Dec. Aussie Job Ads telling for employment
Aussie Job Ads, a leading report from ANZ which collates internet and newspaper job ads across several search platforms in December, is scheduled for release at 11.30am AEDT. This report on previous occasions has been a telling indicator for unemployment, job vacancies and employment growth – key metrics which help markets assess the state of Australia’s labour market and have proven impactful for AUD traders in recent times.
Job Ads dropped in November by 1.7% and have been falling for the most part since August 2019. If stronger confirmation is to come through for the RBA’s “gradual turning point” in the economy; job ads must exhibit some improvement walking into Jan 23’s Aussie employment report.

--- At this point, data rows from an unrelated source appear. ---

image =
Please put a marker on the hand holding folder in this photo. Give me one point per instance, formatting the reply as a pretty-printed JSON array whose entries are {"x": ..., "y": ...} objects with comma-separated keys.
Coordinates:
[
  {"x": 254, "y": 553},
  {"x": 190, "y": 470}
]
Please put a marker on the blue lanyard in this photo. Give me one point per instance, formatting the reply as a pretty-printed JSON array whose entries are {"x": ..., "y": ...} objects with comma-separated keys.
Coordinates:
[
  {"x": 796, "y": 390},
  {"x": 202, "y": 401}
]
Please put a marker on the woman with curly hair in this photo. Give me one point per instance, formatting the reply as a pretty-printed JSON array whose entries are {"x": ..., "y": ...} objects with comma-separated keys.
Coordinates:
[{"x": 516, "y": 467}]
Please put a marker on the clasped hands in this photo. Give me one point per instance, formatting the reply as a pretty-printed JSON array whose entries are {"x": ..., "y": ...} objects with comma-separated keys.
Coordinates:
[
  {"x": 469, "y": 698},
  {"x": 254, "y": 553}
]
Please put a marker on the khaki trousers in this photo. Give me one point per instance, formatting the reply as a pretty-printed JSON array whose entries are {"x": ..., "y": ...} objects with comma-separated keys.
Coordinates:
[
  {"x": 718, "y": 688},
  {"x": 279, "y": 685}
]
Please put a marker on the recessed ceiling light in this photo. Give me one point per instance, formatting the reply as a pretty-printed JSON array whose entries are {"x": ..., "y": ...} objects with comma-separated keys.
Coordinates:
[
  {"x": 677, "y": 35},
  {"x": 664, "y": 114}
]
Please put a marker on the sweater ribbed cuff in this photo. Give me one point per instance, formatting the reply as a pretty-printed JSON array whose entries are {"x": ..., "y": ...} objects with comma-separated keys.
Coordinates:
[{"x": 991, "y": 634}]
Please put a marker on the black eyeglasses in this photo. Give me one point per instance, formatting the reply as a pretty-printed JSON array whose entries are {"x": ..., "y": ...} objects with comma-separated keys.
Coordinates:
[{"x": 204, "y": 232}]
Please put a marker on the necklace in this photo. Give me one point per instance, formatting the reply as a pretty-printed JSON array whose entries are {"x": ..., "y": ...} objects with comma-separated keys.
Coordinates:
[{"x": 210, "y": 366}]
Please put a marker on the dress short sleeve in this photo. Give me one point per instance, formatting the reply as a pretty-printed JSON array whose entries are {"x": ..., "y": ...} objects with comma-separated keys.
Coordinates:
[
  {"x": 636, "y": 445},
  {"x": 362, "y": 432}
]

ASX points higher following positive Wall Street session
ASX Futures rallied 30pts overnight suggesting a moderate start for the cash index at the open. Crude oil, however, has seen a decent pullback to US$68 from highs of US$70.50/bbl and could see oil & gas stocks, some of the biggest movers yesterday, retrace a portion of strong gains made. Look for Santos (STO), Woodside Petroleum (WPL) and Oilsearch (OSH.AX) to open down. Gold is also slightly down off yesterday’s highs around US$1,566 as risk sentiment steadied. Fed operations are likely the protagonist given 100% acceptance of US$76.9bn in bids took place in the overnight repo market.